1. This second appeal arises out of a suit filed by plaintiff-respondent for cancellation of a decree passed by the Revenue Court on the ground that the said decree was obtained by the defendant-appellant under fraud which prevented the plaintiff-respondent from coming to know of that decree. The suit was dismissed by the trial Court but decreed by the lower appellate court. Hence this second appeal.

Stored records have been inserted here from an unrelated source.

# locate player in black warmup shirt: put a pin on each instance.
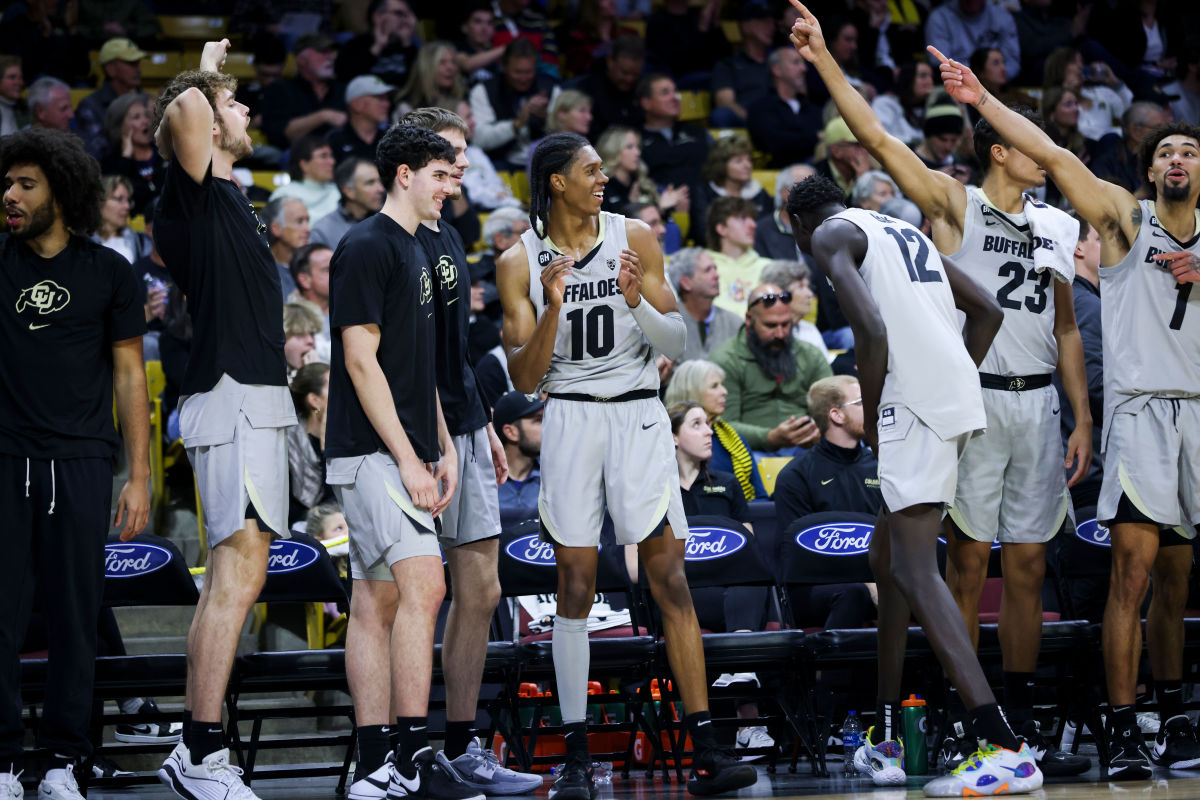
(71, 334)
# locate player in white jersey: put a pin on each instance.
(1012, 483)
(1150, 499)
(585, 301)
(922, 403)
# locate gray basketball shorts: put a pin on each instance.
(615, 456)
(1152, 456)
(1012, 485)
(916, 465)
(474, 511)
(385, 527)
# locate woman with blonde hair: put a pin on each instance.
(701, 382)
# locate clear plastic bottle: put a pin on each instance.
(851, 738)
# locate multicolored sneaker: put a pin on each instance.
(883, 761)
(991, 770)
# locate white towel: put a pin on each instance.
(1055, 235)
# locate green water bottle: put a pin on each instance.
(916, 757)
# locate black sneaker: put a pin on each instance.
(1175, 746)
(1051, 761)
(714, 771)
(435, 780)
(1127, 756)
(575, 781)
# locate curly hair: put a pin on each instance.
(72, 174)
(811, 193)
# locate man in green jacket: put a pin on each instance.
(768, 373)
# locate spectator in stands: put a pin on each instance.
(311, 167)
(685, 40)
(287, 229)
(768, 374)
(773, 233)
(1103, 98)
(310, 271)
(120, 60)
(306, 443)
(612, 90)
(731, 228)
(131, 151)
(312, 102)
(845, 158)
(369, 108)
(694, 277)
(701, 382)
(363, 194)
(388, 50)
(959, 28)
(903, 113)
(517, 420)
(114, 232)
(873, 190)
(743, 78)
(1116, 155)
(433, 80)
(784, 124)
(793, 277)
(840, 473)
(727, 172)
(673, 151)
(510, 109)
(13, 110)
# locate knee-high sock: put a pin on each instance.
(571, 659)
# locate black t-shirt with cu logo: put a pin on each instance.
(379, 275)
(461, 403)
(59, 318)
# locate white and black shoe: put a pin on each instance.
(1175, 746)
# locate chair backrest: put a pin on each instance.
(147, 570)
(299, 570)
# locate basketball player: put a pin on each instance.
(1150, 498)
(586, 304)
(234, 403)
(1012, 483)
(921, 404)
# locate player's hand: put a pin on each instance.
(630, 277)
(807, 36)
(1185, 265)
(1079, 452)
(553, 280)
(132, 509)
(960, 83)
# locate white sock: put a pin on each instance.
(571, 660)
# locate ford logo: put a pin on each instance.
(837, 539)
(133, 559)
(708, 543)
(289, 557)
(1093, 533)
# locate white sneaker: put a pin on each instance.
(213, 779)
(59, 785)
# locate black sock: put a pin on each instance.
(1019, 696)
(414, 737)
(373, 747)
(700, 726)
(990, 723)
(459, 735)
(207, 739)
(1170, 698)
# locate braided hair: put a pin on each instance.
(552, 156)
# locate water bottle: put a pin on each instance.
(851, 737)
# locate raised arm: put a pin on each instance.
(1109, 208)
(937, 194)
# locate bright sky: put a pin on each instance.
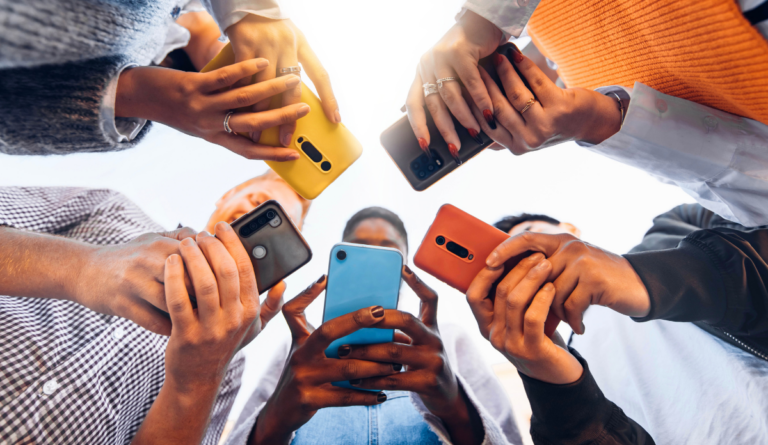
(370, 50)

2. The relevant facts were that the appellant filed a suit under Section 59 of the U. P. Tenancy Act in the Revenue Court against the appellant for a declaration that he had acquired hereditary tenancy rights in a plot under Section 180 (2) of the said Act Summons of that suit was issued to the respondent but the same could not be served on him personally. The appellant then applied that substituted service may be effected on him under Order V, Rule 20, Civil Procedure Code. The Revenue Court allowed that application and directed that service shall be effected by beat of drum in the locality in which the respondent resided and also by affixation of the summons at some conspicuous place in the Court. It was done accordingly. Even after that the respondent did not put in appearance on the date fixed and the suit was decreed ex parte in 1953. In the year 1956 the respondent filed the suit out of which this appeal has arisen alleging that he was prevented from having any information of that suit due to the fraud of the appellant and for that reason he could not contest that suit. He, therefore, wanted that the said decree may be cancelled.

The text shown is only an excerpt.